COSTS - According to the 2012 MetLife Market Survey of Nursing Home, Assisted Living, Adult Day Services, and Home Care Costs, the national average rate for non-medical care runs $21/hour. Rates are different from one metropolitan area to another and rates are higher for medical or nurse assistance at home.
CAUTION – Caregivers can be hired from an agency or they can be hired as a private or independent caregiver. Be careful if you are considering hiring a private or independent caregiver, since the individual becomes your employee and you become the employer. On the other hand, if you hire an agency, they may be a little higher in cost but will screen caregivers and do thorough background checks, assume full liability for all care provided, supervise caregivers, cover auto insurance, take responsibility for caregivers’ benefits, vacation days, and sick days and have a replacement caregiver available in case your regular caregiver calls in sick.
Though most seniors want to stay at home, if they are going to be home alone just with a caregiver coming in at different times, social interaction is extremely important, especially with those suffering from dementia. In this type of situation, strongly consider Adult Day Care in your community if in-home care is going to be your option.
CARE – Assisted Living options range from small, family Residential Care Homes to larger, full-service communities with hundreds of residents. The smaller locations are similar to living in someone’s home with live-in caregivers who provide assistance. The larger locations (communities) are more like Senior Apartments with caregivers providing 24/7 assistance. More and more seniors are becoming residents of small, large and specialized Assisted Living facilities including dementia care. Generally speaking, Assisted Living is for people that need help with the activities of daily living (ADL’s). ADL’s are considered the routine activities that people tend do everyday without needing assistance. There are six basic ADL’s, including eating, bathing, dressing, toileting, transferring (walking) and continence. If someone has some form of dementia, like Alzheimer’s there are locations that are licensed to properly care for individuals with this disease.

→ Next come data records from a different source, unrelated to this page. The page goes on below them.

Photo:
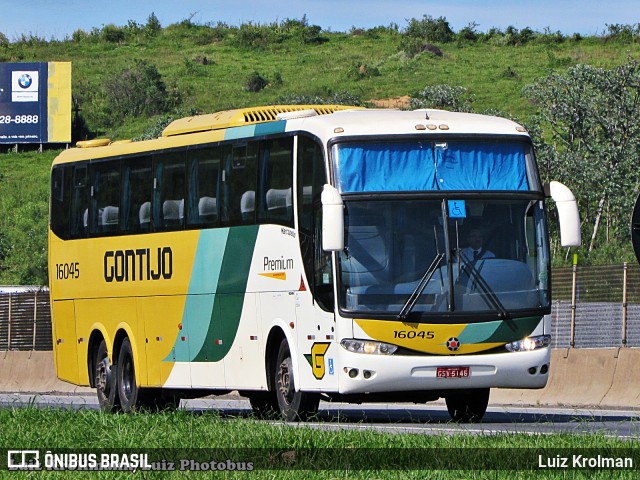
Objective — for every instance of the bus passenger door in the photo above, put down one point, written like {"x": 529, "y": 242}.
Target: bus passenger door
{"x": 165, "y": 341}
{"x": 316, "y": 344}
{"x": 65, "y": 341}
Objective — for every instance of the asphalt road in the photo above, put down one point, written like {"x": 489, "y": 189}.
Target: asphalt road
{"x": 429, "y": 419}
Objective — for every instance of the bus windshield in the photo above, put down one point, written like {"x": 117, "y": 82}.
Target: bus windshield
{"x": 485, "y": 252}
{"x": 495, "y": 257}
{"x": 414, "y": 165}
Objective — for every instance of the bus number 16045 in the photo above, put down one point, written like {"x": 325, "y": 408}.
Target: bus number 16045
{"x": 413, "y": 334}
{"x": 65, "y": 271}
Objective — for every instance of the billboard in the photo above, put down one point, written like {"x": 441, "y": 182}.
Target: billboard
{"x": 35, "y": 102}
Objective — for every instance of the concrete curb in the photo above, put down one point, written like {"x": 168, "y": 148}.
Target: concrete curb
{"x": 578, "y": 377}
{"x": 22, "y": 372}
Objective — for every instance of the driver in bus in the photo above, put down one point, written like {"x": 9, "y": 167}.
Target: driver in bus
{"x": 475, "y": 249}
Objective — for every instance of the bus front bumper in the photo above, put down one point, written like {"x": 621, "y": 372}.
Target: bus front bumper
{"x": 362, "y": 373}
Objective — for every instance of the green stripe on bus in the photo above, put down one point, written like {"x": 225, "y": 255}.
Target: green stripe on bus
{"x": 229, "y": 298}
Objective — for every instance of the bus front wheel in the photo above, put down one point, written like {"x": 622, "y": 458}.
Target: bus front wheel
{"x": 468, "y": 406}
{"x": 294, "y": 405}
{"x": 105, "y": 381}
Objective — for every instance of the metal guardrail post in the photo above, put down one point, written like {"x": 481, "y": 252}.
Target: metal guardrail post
{"x": 624, "y": 304}
{"x": 9, "y": 324}
{"x": 572, "y": 342}
{"x": 35, "y": 319}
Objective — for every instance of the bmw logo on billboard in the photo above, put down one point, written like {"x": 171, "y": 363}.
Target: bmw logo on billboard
{"x": 25, "y": 80}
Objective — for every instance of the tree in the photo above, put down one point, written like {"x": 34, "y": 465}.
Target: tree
{"x": 591, "y": 117}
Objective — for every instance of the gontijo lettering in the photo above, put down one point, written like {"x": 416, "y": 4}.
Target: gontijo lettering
{"x": 138, "y": 265}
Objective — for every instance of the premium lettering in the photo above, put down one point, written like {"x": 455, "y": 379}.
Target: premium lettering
{"x": 138, "y": 265}
{"x": 278, "y": 264}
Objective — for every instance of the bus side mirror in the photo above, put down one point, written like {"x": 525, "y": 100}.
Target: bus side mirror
{"x": 332, "y": 220}
{"x": 567, "y": 213}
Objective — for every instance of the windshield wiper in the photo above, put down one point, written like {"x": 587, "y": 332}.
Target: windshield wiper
{"x": 422, "y": 284}
{"x": 489, "y": 296}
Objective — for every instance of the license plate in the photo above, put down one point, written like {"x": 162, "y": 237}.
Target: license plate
{"x": 453, "y": 372}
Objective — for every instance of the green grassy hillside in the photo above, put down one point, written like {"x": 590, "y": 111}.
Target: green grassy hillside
{"x": 206, "y": 68}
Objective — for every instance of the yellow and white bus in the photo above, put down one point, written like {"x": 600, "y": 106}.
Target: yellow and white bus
{"x": 299, "y": 253}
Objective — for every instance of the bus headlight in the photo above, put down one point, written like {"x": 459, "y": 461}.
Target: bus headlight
{"x": 529, "y": 344}
{"x": 368, "y": 346}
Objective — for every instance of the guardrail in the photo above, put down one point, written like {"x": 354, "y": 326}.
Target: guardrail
{"x": 593, "y": 307}
{"x": 25, "y": 320}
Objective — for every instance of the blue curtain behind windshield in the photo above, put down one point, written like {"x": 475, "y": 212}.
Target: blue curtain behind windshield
{"x": 388, "y": 167}
{"x": 421, "y": 167}
{"x": 481, "y": 166}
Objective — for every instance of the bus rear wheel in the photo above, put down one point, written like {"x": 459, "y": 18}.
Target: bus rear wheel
{"x": 468, "y": 406}
{"x": 294, "y": 405}
{"x": 128, "y": 390}
{"x": 104, "y": 380}
{"x": 264, "y": 404}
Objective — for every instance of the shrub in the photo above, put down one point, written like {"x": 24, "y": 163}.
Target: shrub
{"x": 430, "y": 29}
{"x": 112, "y": 34}
{"x": 255, "y": 83}
{"x": 152, "y": 27}
{"x": 444, "y": 97}
{"x": 360, "y": 71}
{"x": 137, "y": 90}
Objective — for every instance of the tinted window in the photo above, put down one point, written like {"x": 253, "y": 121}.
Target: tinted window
{"x": 203, "y": 174}
{"x": 137, "y": 193}
{"x": 169, "y": 191}
{"x": 276, "y": 175}
{"x": 239, "y": 185}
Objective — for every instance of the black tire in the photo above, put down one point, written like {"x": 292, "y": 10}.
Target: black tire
{"x": 264, "y": 404}
{"x": 294, "y": 406}
{"x": 128, "y": 390}
{"x": 468, "y": 406}
{"x": 105, "y": 380}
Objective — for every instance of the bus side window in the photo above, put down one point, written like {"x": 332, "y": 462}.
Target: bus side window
{"x": 79, "y": 203}
{"x": 137, "y": 191}
{"x": 169, "y": 191}
{"x": 239, "y": 185}
{"x": 105, "y": 198}
{"x": 276, "y": 182}
{"x": 203, "y": 175}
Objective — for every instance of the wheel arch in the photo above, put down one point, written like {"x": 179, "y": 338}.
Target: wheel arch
{"x": 277, "y": 334}
{"x": 92, "y": 351}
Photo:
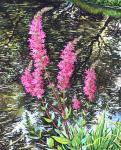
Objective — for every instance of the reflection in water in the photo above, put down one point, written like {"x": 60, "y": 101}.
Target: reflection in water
{"x": 61, "y": 25}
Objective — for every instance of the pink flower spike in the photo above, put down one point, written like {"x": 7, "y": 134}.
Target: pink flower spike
{"x": 34, "y": 81}
{"x": 76, "y": 103}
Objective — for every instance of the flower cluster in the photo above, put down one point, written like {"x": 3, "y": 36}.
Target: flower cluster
{"x": 90, "y": 84}
{"x": 33, "y": 81}
{"x": 76, "y": 103}
{"x": 66, "y": 66}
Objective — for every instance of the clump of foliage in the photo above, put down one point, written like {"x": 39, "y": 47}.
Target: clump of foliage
{"x": 105, "y": 7}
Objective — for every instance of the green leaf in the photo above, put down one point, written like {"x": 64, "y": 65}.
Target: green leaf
{"x": 48, "y": 120}
{"x": 61, "y": 140}
{"x": 50, "y": 142}
{"x": 40, "y": 134}
{"x": 59, "y": 148}
{"x": 53, "y": 116}
{"x": 68, "y": 112}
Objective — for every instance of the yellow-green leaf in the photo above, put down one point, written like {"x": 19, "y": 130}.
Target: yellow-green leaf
{"x": 61, "y": 140}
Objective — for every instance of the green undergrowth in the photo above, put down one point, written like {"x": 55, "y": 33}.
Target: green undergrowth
{"x": 105, "y": 135}
{"x": 108, "y": 8}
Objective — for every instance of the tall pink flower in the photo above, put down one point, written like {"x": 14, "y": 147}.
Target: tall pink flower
{"x": 90, "y": 84}
{"x": 76, "y": 103}
{"x": 66, "y": 66}
{"x": 33, "y": 81}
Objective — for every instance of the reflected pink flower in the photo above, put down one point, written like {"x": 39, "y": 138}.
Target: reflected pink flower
{"x": 66, "y": 66}
{"x": 90, "y": 84}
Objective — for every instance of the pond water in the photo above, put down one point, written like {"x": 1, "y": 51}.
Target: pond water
{"x": 62, "y": 24}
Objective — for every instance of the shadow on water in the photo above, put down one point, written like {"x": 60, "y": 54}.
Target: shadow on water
{"x": 62, "y": 24}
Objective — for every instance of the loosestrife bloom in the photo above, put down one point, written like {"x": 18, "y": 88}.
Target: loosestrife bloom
{"x": 90, "y": 84}
{"x": 76, "y": 103}
{"x": 66, "y": 66}
{"x": 33, "y": 81}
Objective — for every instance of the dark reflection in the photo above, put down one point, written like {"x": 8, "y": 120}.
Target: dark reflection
{"x": 62, "y": 24}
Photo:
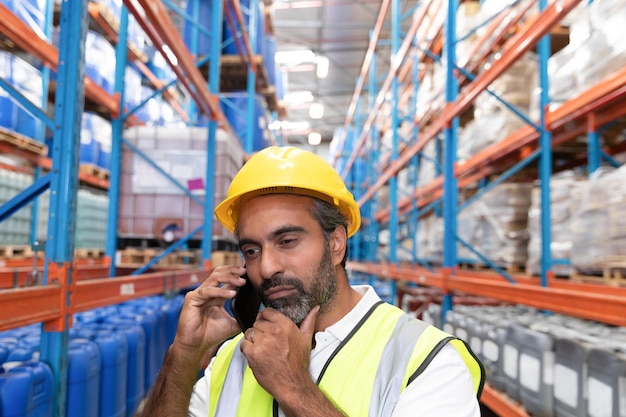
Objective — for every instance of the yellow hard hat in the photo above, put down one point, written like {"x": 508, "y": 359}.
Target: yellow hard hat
{"x": 288, "y": 170}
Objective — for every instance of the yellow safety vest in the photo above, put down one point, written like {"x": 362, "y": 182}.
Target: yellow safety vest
{"x": 364, "y": 376}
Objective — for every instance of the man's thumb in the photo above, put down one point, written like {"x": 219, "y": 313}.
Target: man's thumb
{"x": 308, "y": 324}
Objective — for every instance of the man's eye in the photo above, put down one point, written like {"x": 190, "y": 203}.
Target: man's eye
{"x": 250, "y": 252}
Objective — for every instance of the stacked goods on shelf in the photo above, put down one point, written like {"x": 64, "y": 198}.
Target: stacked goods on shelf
{"x": 598, "y": 228}
{"x": 492, "y": 120}
{"x": 495, "y": 226}
{"x": 16, "y": 229}
{"x": 31, "y": 12}
{"x": 95, "y": 141}
{"x": 468, "y": 19}
{"x": 565, "y": 198}
{"x": 92, "y": 211}
{"x": 554, "y": 365}
{"x": 595, "y": 51}
{"x": 512, "y": 10}
{"x": 341, "y": 147}
{"x": 428, "y": 163}
{"x": 27, "y": 80}
{"x": 150, "y": 203}
{"x": 114, "y": 355}
{"x": 132, "y": 88}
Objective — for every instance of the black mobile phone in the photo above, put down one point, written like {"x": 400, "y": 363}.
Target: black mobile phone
{"x": 245, "y": 305}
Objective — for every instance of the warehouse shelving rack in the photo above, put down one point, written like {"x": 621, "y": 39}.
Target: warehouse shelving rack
{"x": 69, "y": 286}
{"x": 533, "y": 143}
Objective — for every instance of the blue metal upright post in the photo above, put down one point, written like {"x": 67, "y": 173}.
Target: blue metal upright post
{"x": 450, "y": 190}
{"x": 416, "y": 159}
{"x": 253, "y": 30}
{"x": 117, "y": 125}
{"x": 214, "y": 85}
{"x": 355, "y": 241}
{"x": 374, "y": 155}
{"x": 545, "y": 162}
{"x": 69, "y": 102}
{"x": 393, "y": 181}
{"x": 594, "y": 154}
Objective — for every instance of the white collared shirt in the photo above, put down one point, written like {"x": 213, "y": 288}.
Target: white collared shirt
{"x": 444, "y": 389}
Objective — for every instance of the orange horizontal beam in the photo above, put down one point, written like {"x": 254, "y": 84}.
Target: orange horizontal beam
{"x": 600, "y": 305}
{"x": 90, "y": 294}
{"x": 501, "y": 404}
{"x": 24, "y": 306}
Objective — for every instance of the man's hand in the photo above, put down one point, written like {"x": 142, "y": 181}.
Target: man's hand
{"x": 203, "y": 321}
{"x": 279, "y": 352}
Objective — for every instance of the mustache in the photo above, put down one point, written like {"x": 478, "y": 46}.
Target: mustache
{"x": 281, "y": 281}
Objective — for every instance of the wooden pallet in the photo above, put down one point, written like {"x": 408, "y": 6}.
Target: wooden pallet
{"x": 16, "y": 251}
{"x": 23, "y": 142}
{"x": 142, "y": 256}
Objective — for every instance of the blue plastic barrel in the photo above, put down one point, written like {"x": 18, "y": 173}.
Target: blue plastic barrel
{"x": 83, "y": 381}
{"x": 235, "y": 108}
{"x": 24, "y": 353}
{"x": 149, "y": 324}
{"x": 191, "y": 31}
{"x": 136, "y": 338}
{"x": 113, "y": 374}
{"x": 172, "y": 311}
{"x": 27, "y": 391}
{"x": 8, "y": 109}
{"x": 230, "y": 48}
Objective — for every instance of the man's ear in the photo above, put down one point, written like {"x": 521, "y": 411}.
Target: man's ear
{"x": 338, "y": 244}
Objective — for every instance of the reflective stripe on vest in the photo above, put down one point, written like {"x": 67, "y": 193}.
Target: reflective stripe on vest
{"x": 378, "y": 364}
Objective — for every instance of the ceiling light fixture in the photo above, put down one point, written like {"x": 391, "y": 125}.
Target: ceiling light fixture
{"x": 294, "y": 97}
{"x": 286, "y": 125}
{"x": 323, "y": 64}
{"x": 294, "y": 57}
{"x": 314, "y": 138}
{"x": 316, "y": 110}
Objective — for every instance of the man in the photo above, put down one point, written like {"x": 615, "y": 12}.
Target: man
{"x": 319, "y": 347}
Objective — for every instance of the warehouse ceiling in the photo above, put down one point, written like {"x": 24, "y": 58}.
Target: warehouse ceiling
{"x": 337, "y": 30}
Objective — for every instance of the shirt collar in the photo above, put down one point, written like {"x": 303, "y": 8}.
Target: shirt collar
{"x": 343, "y": 327}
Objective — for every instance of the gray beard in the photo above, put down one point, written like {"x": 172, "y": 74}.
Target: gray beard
{"x": 322, "y": 290}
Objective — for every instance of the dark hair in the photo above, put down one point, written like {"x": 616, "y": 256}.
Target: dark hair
{"x": 329, "y": 217}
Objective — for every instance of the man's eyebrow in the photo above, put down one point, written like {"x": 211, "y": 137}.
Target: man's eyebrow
{"x": 273, "y": 235}
{"x": 287, "y": 229}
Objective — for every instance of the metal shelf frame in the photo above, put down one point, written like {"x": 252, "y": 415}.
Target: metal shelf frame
{"x": 67, "y": 286}
{"x": 588, "y": 114}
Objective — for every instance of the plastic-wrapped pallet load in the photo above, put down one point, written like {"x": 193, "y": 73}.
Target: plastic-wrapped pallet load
{"x": 492, "y": 120}
{"x": 149, "y": 203}
{"x": 500, "y": 224}
{"x": 565, "y": 198}
{"x": 595, "y": 51}
{"x": 598, "y": 227}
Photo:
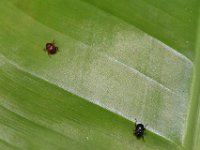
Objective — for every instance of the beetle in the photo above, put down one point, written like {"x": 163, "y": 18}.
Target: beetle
{"x": 51, "y": 48}
{"x": 139, "y": 130}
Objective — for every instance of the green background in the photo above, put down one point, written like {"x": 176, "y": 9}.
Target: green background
{"x": 118, "y": 60}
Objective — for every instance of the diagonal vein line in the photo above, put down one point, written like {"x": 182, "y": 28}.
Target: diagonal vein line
{"x": 35, "y": 123}
{"x": 137, "y": 72}
{"x": 9, "y": 144}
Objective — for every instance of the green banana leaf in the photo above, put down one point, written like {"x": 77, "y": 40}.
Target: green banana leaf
{"x": 118, "y": 60}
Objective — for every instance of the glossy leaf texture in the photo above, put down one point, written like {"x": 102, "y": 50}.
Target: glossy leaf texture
{"x": 117, "y": 61}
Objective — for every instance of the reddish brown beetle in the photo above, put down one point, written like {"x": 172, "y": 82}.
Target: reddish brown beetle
{"x": 51, "y": 48}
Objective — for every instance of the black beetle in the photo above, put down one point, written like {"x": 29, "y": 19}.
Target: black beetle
{"x": 139, "y": 130}
{"x": 51, "y": 48}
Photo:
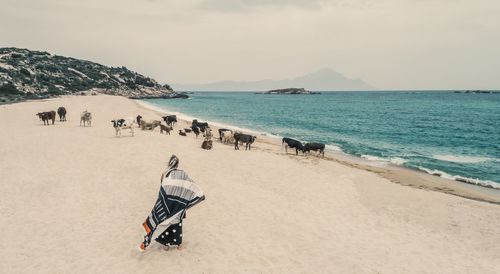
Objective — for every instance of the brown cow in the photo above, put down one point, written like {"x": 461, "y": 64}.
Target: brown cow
{"x": 47, "y": 116}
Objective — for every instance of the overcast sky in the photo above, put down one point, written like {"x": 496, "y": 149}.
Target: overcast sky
{"x": 390, "y": 44}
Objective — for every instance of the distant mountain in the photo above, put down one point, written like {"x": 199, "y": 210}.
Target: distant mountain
{"x": 38, "y": 74}
{"x": 321, "y": 80}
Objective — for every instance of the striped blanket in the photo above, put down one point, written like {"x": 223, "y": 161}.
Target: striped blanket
{"x": 177, "y": 193}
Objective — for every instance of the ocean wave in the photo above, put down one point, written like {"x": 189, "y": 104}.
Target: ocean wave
{"x": 463, "y": 159}
{"x": 394, "y": 160}
{"x": 472, "y": 181}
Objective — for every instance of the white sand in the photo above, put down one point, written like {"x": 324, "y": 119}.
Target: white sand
{"x": 73, "y": 199}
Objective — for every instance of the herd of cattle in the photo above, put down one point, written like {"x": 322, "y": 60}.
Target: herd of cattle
{"x": 226, "y": 136}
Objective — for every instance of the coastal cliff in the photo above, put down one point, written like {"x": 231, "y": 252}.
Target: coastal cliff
{"x": 27, "y": 74}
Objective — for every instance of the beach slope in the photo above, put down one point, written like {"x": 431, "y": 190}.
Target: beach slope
{"x": 72, "y": 200}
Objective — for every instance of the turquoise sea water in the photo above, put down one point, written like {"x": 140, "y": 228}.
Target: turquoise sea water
{"x": 456, "y": 135}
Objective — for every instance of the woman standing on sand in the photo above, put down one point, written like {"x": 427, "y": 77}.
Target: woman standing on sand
{"x": 177, "y": 193}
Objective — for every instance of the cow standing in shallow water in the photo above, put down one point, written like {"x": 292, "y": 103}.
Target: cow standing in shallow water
{"x": 47, "y": 116}
{"x": 61, "y": 111}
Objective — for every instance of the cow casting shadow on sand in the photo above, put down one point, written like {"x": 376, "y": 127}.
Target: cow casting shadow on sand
{"x": 47, "y": 116}
{"x": 61, "y": 111}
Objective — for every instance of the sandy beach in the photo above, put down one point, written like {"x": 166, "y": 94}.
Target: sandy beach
{"x": 73, "y": 199}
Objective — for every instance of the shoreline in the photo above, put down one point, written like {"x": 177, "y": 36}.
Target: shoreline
{"x": 87, "y": 192}
{"x": 398, "y": 174}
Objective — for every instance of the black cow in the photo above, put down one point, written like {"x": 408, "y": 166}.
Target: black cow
{"x": 61, "y": 111}
{"x": 221, "y": 131}
{"x": 201, "y": 125}
{"x": 47, "y": 116}
{"x": 292, "y": 143}
{"x": 244, "y": 138}
{"x": 170, "y": 119}
{"x": 315, "y": 147}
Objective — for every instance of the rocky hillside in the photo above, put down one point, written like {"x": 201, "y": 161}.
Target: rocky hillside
{"x": 27, "y": 74}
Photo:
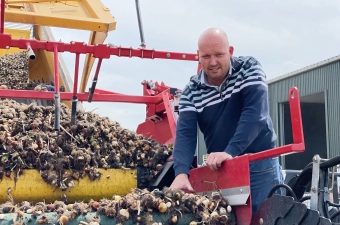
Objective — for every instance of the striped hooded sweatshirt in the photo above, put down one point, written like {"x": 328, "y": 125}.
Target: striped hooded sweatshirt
{"x": 233, "y": 117}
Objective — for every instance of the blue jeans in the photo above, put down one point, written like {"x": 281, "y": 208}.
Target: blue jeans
{"x": 264, "y": 175}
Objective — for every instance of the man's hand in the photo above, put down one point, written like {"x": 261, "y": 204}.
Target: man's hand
{"x": 215, "y": 159}
{"x": 181, "y": 182}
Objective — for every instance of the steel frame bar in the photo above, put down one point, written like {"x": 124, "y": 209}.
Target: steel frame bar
{"x": 297, "y": 131}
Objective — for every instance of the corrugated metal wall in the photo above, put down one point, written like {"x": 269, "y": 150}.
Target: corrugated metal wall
{"x": 325, "y": 78}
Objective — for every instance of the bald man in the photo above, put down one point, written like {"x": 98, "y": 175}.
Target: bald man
{"x": 228, "y": 99}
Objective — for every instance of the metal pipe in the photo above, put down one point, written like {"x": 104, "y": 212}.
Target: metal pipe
{"x": 57, "y": 93}
{"x": 95, "y": 79}
{"x": 2, "y": 19}
{"x": 140, "y": 25}
{"x": 30, "y": 52}
{"x": 75, "y": 87}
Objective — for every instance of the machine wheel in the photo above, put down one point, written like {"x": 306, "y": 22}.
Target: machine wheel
{"x": 283, "y": 210}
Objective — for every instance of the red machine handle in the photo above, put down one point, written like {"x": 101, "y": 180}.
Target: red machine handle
{"x": 298, "y": 144}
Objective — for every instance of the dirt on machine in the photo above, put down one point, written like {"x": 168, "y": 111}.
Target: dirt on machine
{"x": 62, "y": 165}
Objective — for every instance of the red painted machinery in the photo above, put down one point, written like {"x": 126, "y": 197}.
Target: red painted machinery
{"x": 233, "y": 179}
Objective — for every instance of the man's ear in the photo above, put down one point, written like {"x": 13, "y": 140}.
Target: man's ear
{"x": 231, "y": 51}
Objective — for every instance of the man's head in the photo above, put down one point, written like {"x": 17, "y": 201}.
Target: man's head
{"x": 214, "y": 55}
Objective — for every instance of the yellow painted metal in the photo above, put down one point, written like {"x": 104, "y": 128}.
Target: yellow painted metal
{"x": 81, "y": 14}
{"x": 16, "y": 33}
{"x": 42, "y": 68}
{"x": 95, "y": 38}
{"x": 31, "y": 187}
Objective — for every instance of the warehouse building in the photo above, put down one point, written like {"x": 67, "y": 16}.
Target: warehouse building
{"x": 319, "y": 88}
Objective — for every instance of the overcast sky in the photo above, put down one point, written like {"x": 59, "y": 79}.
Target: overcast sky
{"x": 283, "y": 35}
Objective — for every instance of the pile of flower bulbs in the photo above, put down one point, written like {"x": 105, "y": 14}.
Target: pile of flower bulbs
{"x": 14, "y": 72}
{"x": 138, "y": 206}
{"x": 28, "y": 141}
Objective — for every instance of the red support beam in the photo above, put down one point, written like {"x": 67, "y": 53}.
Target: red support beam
{"x": 24, "y": 94}
{"x": 2, "y": 17}
{"x": 298, "y": 144}
{"x": 98, "y": 50}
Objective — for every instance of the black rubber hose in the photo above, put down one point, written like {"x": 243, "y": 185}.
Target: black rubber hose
{"x": 333, "y": 204}
{"x": 305, "y": 177}
{"x": 284, "y": 186}
{"x": 304, "y": 199}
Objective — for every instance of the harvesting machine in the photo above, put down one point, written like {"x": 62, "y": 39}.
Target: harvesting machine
{"x": 232, "y": 180}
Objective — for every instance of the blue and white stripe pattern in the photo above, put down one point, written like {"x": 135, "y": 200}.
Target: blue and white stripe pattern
{"x": 233, "y": 117}
{"x": 198, "y": 94}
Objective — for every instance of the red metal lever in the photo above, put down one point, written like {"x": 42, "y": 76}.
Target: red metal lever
{"x": 298, "y": 144}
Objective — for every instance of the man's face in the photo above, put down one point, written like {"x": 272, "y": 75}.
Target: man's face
{"x": 214, "y": 56}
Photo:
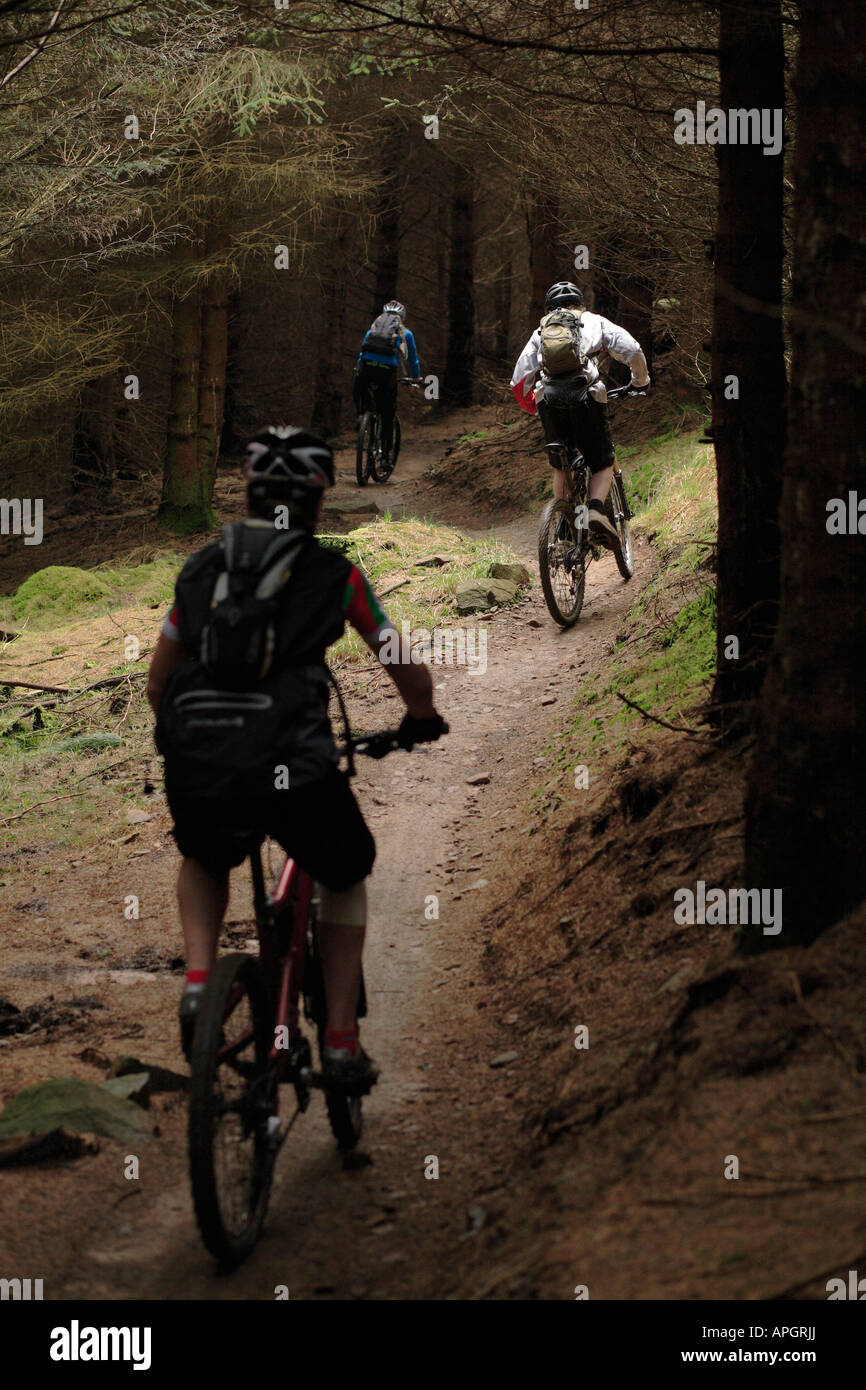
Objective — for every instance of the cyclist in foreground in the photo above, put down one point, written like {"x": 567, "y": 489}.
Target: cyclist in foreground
{"x": 387, "y": 345}
{"x": 248, "y": 634}
{"x": 566, "y": 345}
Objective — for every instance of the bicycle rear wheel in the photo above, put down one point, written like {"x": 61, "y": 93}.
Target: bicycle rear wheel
{"x": 232, "y": 1100}
{"x": 562, "y": 559}
{"x": 363, "y": 449}
{"x": 616, "y": 510}
{"x": 382, "y": 471}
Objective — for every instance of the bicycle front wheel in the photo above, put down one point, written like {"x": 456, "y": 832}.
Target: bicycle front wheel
{"x": 232, "y": 1108}
{"x": 363, "y": 449}
{"x": 616, "y": 510}
{"x": 562, "y": 559}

COSTS - According to the 2012 MetLife Market Survey, the national average monthly base rate in an assisted living community was $3,550 in 2012. . Regardless of size, base rate fees often cover only some of the total costs of needed assisted living services. Communities will vary on the number of services that are included in the base rate. The national average monthly base rate for Alzheimer’s and dementia care is $4,807.
CAUTION – There are many choices for those needing assisted living and/or dementia care and supervision. Selecting the wrong community or residential care home for your loved one can make things even more difficult. Consider using a professional in senior care placement who is familiar with the various options, including care, costs and location. They can then suggest the best options for your loved one to continue to age in a safe place.
The MetLife Report on Aging in Place 2.0, Rethinking Solutions to the Home Care Challenge” states “although a large majority of older Americans say they want to age at home, it is often more easily said than done. Today’s care infrastructure, technologies, existing housing, funding sources, and the businesses and services available are not being fully realized in order to achieve the promise most hope for as America ages.” In addition, hiring in-home help may be a temporary fix for a permanent problem that will turn into being more expensive. Dementia is always going to progress, and a person with dementia is going to become less functional and more needy over time. Be careful of the promises you make to loved ones regarding long-term care. You may be promising something that could be less safe at a far higher cost.